To understand what is going on here, you need to break the pattern down into its various parts. The first is
(((?!\s+–\s+).)*)\s+
What this will do is to step one character at a time through the text until it comes to a "whitespace dash whitespace" pattern, i.e the underlined part in "1x01 - pilot".
What happens after that is actually rather complicated as it will involve a lot of back-tracking to try to get a match with the next part of the pattern whcih is:
(\d+)x(\d+)
This part will look for text such as the "1x01" part of your first example.
The key as to why your second example does not match is that it does not contain anything that looks like this. As this is a required part of the overall pattern, the regex engine will fail to match your second example at all. (Actually there are other reasons why it would not match but that is enough to show you the problem).
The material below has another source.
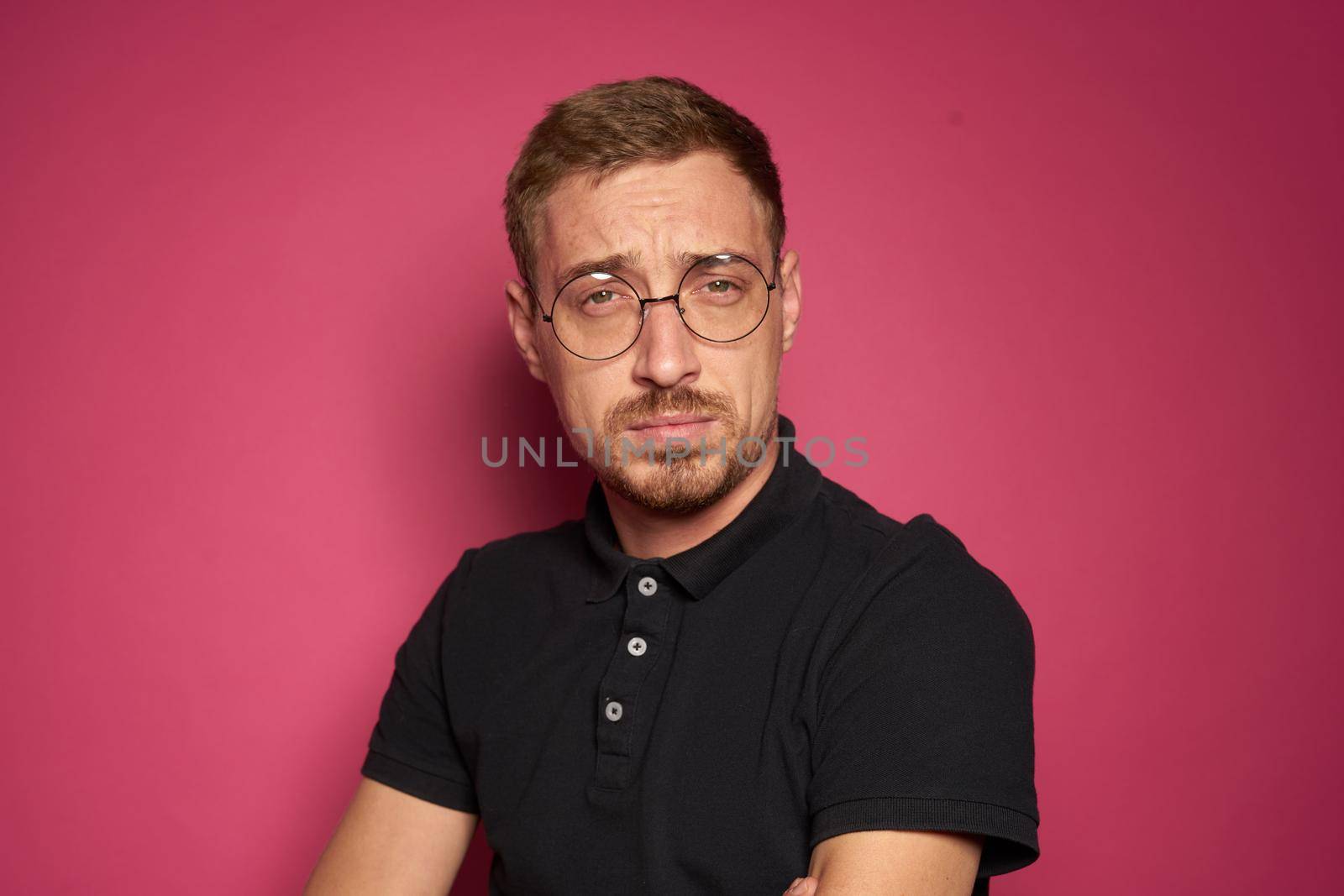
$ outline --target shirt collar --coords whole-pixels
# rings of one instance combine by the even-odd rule
[[[793,439],[793,420],[778,414],[775,438]],[[788,458],[788,462],[785,459]],[[780,445],[770,478],[726,527],[708,539],[671,557],[633,557],[618,547],[616,525],[607,509],[606,493],[598,480],[589,489],[583,529],[593,553],[593,580],[587,602],[606,600],[621,587],[636,564],[661,567],[699,600],[742,566],[753,553],[797,519],[816,496],[821,470],[794,450],[792,441]]]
As to how you can solve this, you really need to understand exactly what you are trying to match. In cases such as this I recommend that you get several examples of all of the lines you want to match, knowing which parts you want to extract (such as the title, the series number, episode number etc). Then work out the rules that you would tell a child as to how to separate out any of the examples in the way you want. These rules might look like:
step through until you get to the work "saison" or something that looks like "digits X digits" can call that the episode title
take the next set of digits you come to and call that the season number
skip any "X" or spaces and the word "episode"
take the number you get next and call that the episode number
and so on. When you have a set of rules that will match ALL of the possible examples you might want to scan, then we can try to put those into a regex expression for you.